As the days get longer in the northern hemisphere, duck hormones began to change and many females begin to lay eggs and collect them in a nest to incubate. In San Diego, the majority of ducks begins migrating to the north around this time and will begin their nests elsewhere. The ducks that stay here all year begin laying as early as February, but often don’t nest until mid-March or later. Usually, the first ducklings can be seen in early to mid-April. In some years, ducklings have been reported as early as mid-February, but that’s unusual. Generally, duckling season in San Diego is fairly long and it’s not too uncommon to see young ducklings in mid-August. Any ducklings hatched after the beginning of September is a bit unusual. Studies have shown that ducklings hatched too early or too late have less of a chance for survival.

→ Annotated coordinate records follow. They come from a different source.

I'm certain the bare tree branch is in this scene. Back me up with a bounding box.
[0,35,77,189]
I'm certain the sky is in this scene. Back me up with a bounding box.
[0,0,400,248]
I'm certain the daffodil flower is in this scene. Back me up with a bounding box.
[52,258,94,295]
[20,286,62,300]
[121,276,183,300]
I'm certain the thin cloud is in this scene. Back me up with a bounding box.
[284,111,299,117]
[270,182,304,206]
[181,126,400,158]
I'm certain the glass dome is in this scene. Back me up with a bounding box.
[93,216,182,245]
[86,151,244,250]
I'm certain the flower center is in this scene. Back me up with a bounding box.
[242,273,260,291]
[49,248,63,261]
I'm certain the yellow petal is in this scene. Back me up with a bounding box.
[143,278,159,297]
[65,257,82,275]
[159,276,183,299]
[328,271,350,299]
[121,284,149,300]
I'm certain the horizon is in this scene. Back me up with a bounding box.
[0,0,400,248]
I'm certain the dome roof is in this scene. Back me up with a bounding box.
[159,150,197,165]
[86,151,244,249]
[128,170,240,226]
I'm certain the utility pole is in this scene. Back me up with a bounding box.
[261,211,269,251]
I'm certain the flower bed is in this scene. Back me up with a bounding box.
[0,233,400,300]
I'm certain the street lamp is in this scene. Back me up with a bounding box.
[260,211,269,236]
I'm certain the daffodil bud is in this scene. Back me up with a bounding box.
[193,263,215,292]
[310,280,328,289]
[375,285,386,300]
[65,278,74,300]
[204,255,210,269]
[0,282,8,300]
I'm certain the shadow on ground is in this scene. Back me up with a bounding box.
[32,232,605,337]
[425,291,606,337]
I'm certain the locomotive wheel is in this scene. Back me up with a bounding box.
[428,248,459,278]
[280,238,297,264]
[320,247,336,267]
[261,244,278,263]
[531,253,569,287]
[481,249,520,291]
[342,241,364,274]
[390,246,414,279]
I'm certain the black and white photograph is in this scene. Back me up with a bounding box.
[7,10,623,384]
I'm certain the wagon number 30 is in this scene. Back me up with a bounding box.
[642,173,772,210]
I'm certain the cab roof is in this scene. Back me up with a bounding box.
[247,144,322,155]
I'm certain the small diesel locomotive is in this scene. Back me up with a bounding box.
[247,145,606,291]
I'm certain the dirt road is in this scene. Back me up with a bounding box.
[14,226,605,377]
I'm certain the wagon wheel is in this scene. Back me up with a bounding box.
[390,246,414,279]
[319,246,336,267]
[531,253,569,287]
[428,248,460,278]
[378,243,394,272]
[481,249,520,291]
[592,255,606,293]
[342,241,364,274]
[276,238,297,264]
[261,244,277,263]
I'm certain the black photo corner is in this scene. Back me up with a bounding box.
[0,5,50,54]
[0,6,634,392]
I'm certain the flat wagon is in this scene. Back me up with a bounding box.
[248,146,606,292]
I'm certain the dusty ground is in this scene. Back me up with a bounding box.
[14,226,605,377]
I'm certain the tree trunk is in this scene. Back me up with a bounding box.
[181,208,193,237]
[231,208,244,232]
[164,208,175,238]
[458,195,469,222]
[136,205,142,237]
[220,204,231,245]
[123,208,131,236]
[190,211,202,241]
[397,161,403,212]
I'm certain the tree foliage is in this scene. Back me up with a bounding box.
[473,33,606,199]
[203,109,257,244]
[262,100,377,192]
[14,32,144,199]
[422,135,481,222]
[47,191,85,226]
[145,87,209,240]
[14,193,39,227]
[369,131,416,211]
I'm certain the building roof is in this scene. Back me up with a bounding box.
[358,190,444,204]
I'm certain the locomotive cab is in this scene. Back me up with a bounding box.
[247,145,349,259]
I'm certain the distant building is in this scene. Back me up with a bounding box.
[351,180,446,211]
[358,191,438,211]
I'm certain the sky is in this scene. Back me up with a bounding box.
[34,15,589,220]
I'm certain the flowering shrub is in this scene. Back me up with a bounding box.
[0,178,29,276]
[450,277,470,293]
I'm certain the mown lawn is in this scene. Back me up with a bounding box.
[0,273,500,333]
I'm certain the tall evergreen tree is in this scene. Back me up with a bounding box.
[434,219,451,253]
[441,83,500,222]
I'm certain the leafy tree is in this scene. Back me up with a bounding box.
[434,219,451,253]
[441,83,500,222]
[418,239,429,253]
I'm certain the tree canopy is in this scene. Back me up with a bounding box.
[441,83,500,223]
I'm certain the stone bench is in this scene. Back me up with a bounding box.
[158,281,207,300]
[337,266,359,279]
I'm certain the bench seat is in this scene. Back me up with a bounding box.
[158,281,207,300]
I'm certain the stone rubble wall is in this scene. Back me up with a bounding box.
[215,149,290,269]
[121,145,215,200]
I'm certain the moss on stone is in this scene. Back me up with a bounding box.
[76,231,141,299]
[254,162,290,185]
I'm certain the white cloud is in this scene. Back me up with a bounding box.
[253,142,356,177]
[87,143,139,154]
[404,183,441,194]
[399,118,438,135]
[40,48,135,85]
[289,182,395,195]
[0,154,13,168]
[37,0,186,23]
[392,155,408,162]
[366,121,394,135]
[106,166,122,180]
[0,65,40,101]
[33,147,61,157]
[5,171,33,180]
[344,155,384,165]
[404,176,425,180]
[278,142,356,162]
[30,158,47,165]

Where to see ducklings are places with either lots of food or lots of cover like reeds and brush. Usually, freshwater lakes and rivers are the best places to see them. Some ducklings may also be found in brackish water areas such as the San Diego River mouth or Mission Bay. Mallard ducklings are the most commonly seen, but an occasional gadwall, redhead, wood duck, cinnamon teal, and ruddy duckling could be possible in some areas. Many mother ducks hide their ducklings and some will only be seen briefly as they are shuttled from one hiding spot to another.
Things to keep in mind:
When feeding wild ducks and ducklings at a park, be mindful of what type of food you’re feeding them. Some foods, such as bread and crackers, also attract gulls and other birds that would gladly snatch a duckling right in front of you. Also, please don’t allow your children or pets to chase ducklings or mother ducks. I’ve seen where kids have separated mothers from their babies rendering their babies vulnerable to predators. Dogs also have been known to kill ducks or ducklings, even small dogs. It’s best to stand back and enjoy the ducklings while keeping your distance.
Please visit my page on Wild Baby Ducks or my blog: Killdeers, Phoebes and Finches for more cute duckling photos as duckling season progresses. Pages are updated as the season progresses and photos are taken.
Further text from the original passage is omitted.